The case of the application that used thread local storage it never allocated

Raymond Chen

An application compatibility issue was found with a program that crashed because its Thread Local Storage (TLS) slots were being corrupted.

Upon closer inspection, the real problem was not that the application’s TLS was being corrupted. The problem was that the application was using TLS slots it never allocated, so it was inadvertently using somebody else’s TLS slots as its own. And of course, when the true owner updated the TLS value, the application interpreted that as corruption.

It’s like just parking your car in a reserved space that belongs to someone else, and then when that other person parks in their own space, you complain, “Hey, what are you doing in my parking space?”

The program wants to allocate 38 TLS slots, and some reverse-compiling reveals that it does so like this:

DWORD g_firstTls;

bool AllocateContiguousTlsSlots()
{
    g_firstTls = TlsAlloc();

    for (int i = 1; i < 38; i++) {
        DWORD tls = TlsAlloc();
        if (tls != g_firstTls + i) return false;
    }
    return true;
}

The program calls TlsAlloc() 38 times, and requires that the values it receives are all consecutive.
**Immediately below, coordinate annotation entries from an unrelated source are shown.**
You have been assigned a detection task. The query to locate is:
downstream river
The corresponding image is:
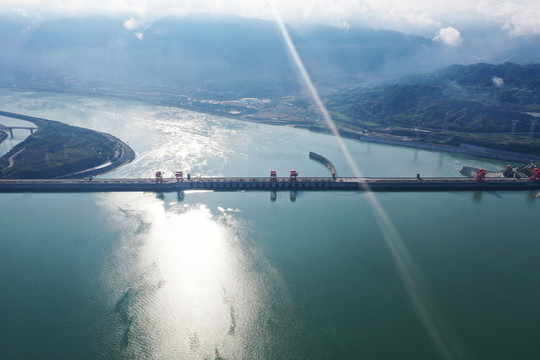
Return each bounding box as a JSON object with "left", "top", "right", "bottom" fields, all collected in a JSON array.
[{"left": 0, "top": 92, "right": 540, "bottom": 360}]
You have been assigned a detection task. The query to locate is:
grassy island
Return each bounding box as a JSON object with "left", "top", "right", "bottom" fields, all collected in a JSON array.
[{"left": 0, "top": 114, "right": 135, "bottom": 179}]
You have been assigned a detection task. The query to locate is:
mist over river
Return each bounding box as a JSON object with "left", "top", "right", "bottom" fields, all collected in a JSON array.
[{"left": 0, "top": 91, "right": 540, "bottom": 360}]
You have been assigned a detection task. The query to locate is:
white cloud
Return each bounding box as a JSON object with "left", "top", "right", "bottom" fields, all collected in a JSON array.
[
  {"left": 477, "top": 0, "right": 540, "bottom": 35},
  {"left": 433, "top": 26, "right": 463, "bottom": 46},
  {"left": 0, "top": 0, "right": 540, "bottom": 35},
  {"left": 124, "top": 17, "right": 141, "bottom": 30},
  {"left": 493, "top": 76, "right": 504, "bottom": 87}
]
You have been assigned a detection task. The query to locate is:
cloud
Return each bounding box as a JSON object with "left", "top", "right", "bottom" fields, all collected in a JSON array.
[
  {"left": 477, "top": 0, "right": 540, "bottom": 36},
  {"left": 124, "top": 17, "right": 141, "bottom": 30},
  {"left": 0, "top": 0, "right": 540, "bottom": 38},
  {"left": 433, "top": 26, "right": 463, "bottom": 46}
]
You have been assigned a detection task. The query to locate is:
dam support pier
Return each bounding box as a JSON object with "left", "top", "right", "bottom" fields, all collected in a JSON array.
[{"left": 0, "top": 177, "right": 540, "bottom": 193}]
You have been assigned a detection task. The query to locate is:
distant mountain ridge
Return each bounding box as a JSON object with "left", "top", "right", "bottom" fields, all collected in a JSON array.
[
  {"left": 0, "top": 15, "right": 540, "bottom": 99},
  {"left": 328, "top": 63, "right": 540, "bottom": 132}
]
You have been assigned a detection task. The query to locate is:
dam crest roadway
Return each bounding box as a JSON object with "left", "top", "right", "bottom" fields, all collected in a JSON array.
[{"left": 0, "top": 176, "right": 540, "bottom": 193}]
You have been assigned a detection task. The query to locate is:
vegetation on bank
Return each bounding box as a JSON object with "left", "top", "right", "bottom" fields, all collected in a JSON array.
[
  {"left": 328, "top": 63, "right": 540, "bottom": 132},
  {"left": 0, "top": 120, "right": 122, "bottom": 179}
]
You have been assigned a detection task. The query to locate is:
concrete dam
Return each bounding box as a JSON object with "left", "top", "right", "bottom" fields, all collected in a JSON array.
[{"left": 0, "top": 177, "right": 540, "bottom": 192}]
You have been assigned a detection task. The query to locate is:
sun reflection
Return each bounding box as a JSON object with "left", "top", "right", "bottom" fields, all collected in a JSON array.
[{"left": 103, "top": 194, "right": 280, "bottom": 358}]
If any non-consecutive value is received, then it declares that TLS slot allocation has failed.

The problem is that the code that calls Allocate­Contiguous­Tls­Slots() doesn’t check the return value. It assumes that the allocations all succeeded!

What started happening is that the program allocated its first TLS slot and got 9. Then 10, then 11, and so on up to 15. But when it called TlsAlloc() again, the slot index it got back was 17, not the expected value of 16. This caused Allocate­Contiguous­Tls­Slots() to fail, but since the program never checked whether Allocate­Contiguous­Tls­Slots() succeeded, it just assumed that it had ownership of slots 9 through 46, even though it had only allocated 9 through 15, and then 17. Slots 16 and 18 through 46 were never allocated, but the program used them anyway.
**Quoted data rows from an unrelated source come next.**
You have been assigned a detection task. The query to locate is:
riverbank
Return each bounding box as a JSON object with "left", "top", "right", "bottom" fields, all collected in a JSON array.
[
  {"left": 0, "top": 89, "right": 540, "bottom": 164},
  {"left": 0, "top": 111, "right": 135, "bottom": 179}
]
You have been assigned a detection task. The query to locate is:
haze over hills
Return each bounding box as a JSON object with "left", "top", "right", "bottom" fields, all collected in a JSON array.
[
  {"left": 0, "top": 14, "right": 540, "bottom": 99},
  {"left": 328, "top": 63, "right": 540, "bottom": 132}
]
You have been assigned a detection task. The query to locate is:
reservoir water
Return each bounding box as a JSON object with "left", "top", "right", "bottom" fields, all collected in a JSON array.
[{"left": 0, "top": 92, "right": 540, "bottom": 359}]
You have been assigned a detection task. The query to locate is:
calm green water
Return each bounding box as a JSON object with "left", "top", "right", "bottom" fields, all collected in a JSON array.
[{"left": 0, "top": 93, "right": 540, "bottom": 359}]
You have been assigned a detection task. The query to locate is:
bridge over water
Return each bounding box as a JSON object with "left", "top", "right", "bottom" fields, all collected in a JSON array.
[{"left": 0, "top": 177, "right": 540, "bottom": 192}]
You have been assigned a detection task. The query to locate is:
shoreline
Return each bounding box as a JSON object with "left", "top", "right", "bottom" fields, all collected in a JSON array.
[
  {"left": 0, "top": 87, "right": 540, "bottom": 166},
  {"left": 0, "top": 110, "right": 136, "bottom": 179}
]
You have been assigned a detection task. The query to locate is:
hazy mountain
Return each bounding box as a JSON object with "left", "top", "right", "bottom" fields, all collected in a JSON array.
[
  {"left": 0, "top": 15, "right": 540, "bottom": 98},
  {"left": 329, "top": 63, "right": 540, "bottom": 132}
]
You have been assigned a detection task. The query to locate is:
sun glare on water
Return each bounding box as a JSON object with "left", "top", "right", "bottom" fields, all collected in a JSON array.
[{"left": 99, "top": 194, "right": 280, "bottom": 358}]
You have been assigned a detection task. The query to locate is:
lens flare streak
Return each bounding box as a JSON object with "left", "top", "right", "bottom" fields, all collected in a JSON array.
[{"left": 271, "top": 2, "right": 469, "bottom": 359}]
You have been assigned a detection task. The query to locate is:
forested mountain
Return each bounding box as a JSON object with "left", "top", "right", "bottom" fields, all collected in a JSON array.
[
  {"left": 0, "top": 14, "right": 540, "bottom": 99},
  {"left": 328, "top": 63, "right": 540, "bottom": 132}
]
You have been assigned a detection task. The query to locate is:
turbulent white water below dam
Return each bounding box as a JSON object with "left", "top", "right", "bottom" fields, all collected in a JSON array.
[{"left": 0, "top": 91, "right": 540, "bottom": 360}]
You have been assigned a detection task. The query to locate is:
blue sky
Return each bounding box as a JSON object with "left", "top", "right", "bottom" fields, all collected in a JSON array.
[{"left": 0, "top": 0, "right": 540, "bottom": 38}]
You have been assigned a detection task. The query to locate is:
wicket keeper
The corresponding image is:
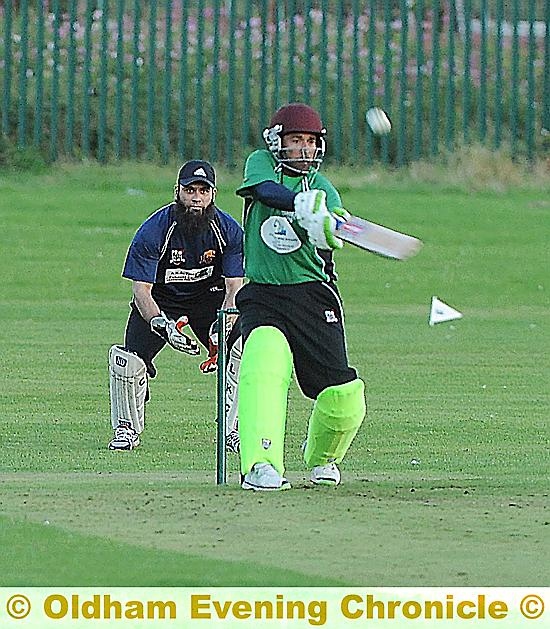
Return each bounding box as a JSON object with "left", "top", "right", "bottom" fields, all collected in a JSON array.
[{"left": 109, "top": 160, "right": 243, "bottom": 451}]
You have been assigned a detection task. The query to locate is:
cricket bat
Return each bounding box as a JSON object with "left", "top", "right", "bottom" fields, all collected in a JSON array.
[{"left": 335, "top": 216, "right": 422, "bottom": 260}]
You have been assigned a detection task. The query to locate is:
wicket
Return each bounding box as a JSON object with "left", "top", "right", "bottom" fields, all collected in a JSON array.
[{"left": 216, "top": 308, "right": 239, "bottom": 485}]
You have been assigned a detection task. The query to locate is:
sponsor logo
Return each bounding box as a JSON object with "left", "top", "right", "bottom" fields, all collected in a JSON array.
[
  {"left": 260, "top": 216, "right": 302, "bottom": 253},
  {"left": 170, "top": 249, "right": 185, "bottom": 264},
  {"left": 164, "top": 266, "right": 214, "bottom": 284},
  {"left": 200, "top": 249, "right": 216, "bottom": 264}
]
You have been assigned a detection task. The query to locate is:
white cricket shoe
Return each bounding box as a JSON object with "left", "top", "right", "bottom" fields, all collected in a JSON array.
[
  {"left": 241, "top": 463, "right": 290, "bottom": 491},
  {"left": 225, "top": 430, "right": 241, "bottom": 454},
  {"left": 310, "top": 463, "right": 340, "bottom": 487},
  {"left": 109, "top": 422, "right": 140, "bottom": 450}
]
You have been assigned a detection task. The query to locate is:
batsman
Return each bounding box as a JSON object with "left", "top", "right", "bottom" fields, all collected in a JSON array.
[
  {"left": 236, "top": 103, "right": 366, "bottom": 491},
  {"left": 109, "top": 160, "right": 243, "bottom": 452}
]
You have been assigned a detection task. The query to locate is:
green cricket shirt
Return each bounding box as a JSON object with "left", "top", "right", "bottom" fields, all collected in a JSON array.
[{"left": 237, "top": 149, "right": 342, "bottom": 285}]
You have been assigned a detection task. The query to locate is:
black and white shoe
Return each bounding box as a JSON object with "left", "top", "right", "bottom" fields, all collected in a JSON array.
[
  {"left": 109, "top": 422, "right": 140, "bottom": 450},
  {"left": 241, "top": 463, "right": 290, "bottom": 491},
  {"left": 225, "top": 430, "right": 241, "bottom": 454}
]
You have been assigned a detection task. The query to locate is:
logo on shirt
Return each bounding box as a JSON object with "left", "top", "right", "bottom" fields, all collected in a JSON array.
[
  {"left": 170, "top": 249, "right": 185, "bottom": 264},
  {"left": 200, "top": 249, "right": 216, "bottom": 264},
  {"left": 164, "top": 266, "right": 214, "bottom": 284},
  {"left": 260, "top": 216, "right": 302, "bottom": 253}
]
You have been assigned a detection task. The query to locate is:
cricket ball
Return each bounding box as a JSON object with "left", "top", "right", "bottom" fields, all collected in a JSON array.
[{"left": 365, "top": 107, "right": 391, "bottom": 135}]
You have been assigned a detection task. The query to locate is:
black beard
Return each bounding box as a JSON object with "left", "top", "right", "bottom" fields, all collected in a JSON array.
[{"left": 176, "top": 202, "right": 215, "bottom": 236}]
Why did this start happening all of a sudden?

Because I made a performance optimization that reduced the memory usage of the system by 8KB per thread.

Over the decades of its existence, the main DLL used by the shell, shell32.dll, accumulated quite a few features, and some of those features require TLS slots, so they allocate the TLS slots at initialization. It got to the point where a program that used shell32.dll and other frequently-used DLLs would end up allocating a total of over 64 TLS slots during initialization.
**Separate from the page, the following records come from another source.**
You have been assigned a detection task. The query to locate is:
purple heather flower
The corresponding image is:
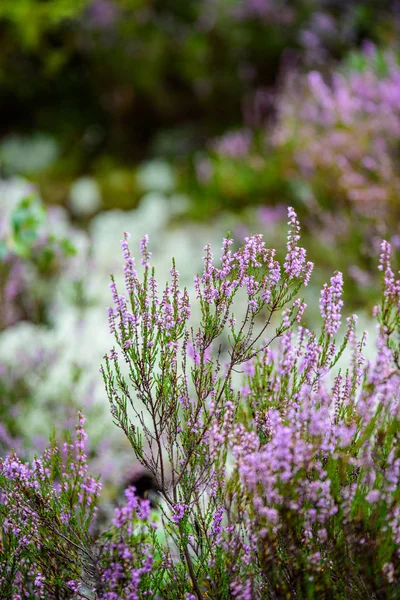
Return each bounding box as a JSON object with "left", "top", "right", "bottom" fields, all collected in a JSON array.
[{"left": 319, "top": 271, "right": 343, "bottom": 336}]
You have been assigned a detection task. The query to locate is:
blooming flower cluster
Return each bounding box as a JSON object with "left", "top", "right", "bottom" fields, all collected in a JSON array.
[
  {"left": 0, "top": 208, "right": 400, "bottom": 600},
  {"left": 275, "top": 48, "right": 400, "bottom": 221}
]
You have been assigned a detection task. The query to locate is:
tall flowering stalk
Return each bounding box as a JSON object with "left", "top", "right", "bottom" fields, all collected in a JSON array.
[{"left": 0, "top": 209, "right": 400, "bottom": 600}]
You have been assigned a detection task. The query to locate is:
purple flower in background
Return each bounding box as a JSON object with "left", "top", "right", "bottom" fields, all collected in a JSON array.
[{"left": 319, "top": 271, "right": 343, "bottom": 336}]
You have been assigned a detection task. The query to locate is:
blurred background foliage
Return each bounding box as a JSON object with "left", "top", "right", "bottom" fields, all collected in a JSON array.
[{"left": 0, "top": 0, "right": 400, "bottom": 492}]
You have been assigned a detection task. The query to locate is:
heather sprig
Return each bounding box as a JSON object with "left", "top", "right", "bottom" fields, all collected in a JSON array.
[
  {"left": 0, "top": 413, "right": 101, "bottom": 598},
  {"left": 0, "top": 209, "right": 400, "bottom": 600}
]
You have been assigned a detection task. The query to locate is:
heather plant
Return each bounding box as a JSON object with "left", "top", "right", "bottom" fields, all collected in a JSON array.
[
  {"left": 275, "top": 45, "right": 400, "bottom": 228},
  {"left": 1, "top": 209, "right": 400, "bottom": 600}
]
The value of 64 is important, because once the 65th TLS slot is allocated, the kernel goes into “overflow” mode and allocates an extra 1024 TLS slots for each thread, bringing the total to the magic number of 1088. On a 32-bit system, 1024 TLS slots occupy 4KB of memory. On a 64-bit system, it takes 8KB of memory. The result was that nearly every application that used shell32.dll (which in practice is nearly every application) was paying an extra 8KB of memory per thread.

But it’s rare that a single program exercises every single feature of shell32.dll.

I changed the code so that instead of pre-allocating the TLS slots, the various components allocated their TLS slots on demand when the component was used for the first time. Depending on the application, this resulted in a typical savings of 13 to 19 TLS slots, bringing the total number of allocated TLS slots below the magic number of 64.

Hooray, I saved 8KB of memory per thread in nearly every process in the system. It also meant that certain buggy programs would not crash when they allocated a TLS slot and got an index larger than 64.

In the case of the application that was having compatibility problems, the reason they couldn’t get their 38 contiguous TLS slots was that I was too good at reducing the number of TLS slots used during initialization. With the specific mix of DLLs this particular application used, the number of allocated TLS slots was only 10. The in-use slots were 0 through 8, and 16.

0 1 2 3 4 5 6 7 8 9 10 11 12 13 14 15 16 17 18 19
                   

What’s up with that weirdo TLS slot out at index 16?

It turns out that one particular TLS slot has to be fixed at index 16 for a different compatibility reason. I don’t know the details, but accepted that it was locked to index 16.

The compatibility team wrote a shim that kicks in when you run the program that was making untoward assumptions about TLS slot numbers. If the program calls TlsAlloc() and gets an index less than 16, then the compatibility shim loops back and calls TlsAlloc() again until it gets a value larger than 16. That way, when this program allocates TLS slots, it starts at slot 17. Early in the initialization of the program, all of the slots from 17 and beyond are all available, so its 38 consecutive calls get consecutive TLS indices 17 through 54.

The Allocate­Contiguous­Tls­Slots() function succeeds, and the program doesn’t crash.

Another day in the life of application compatibility.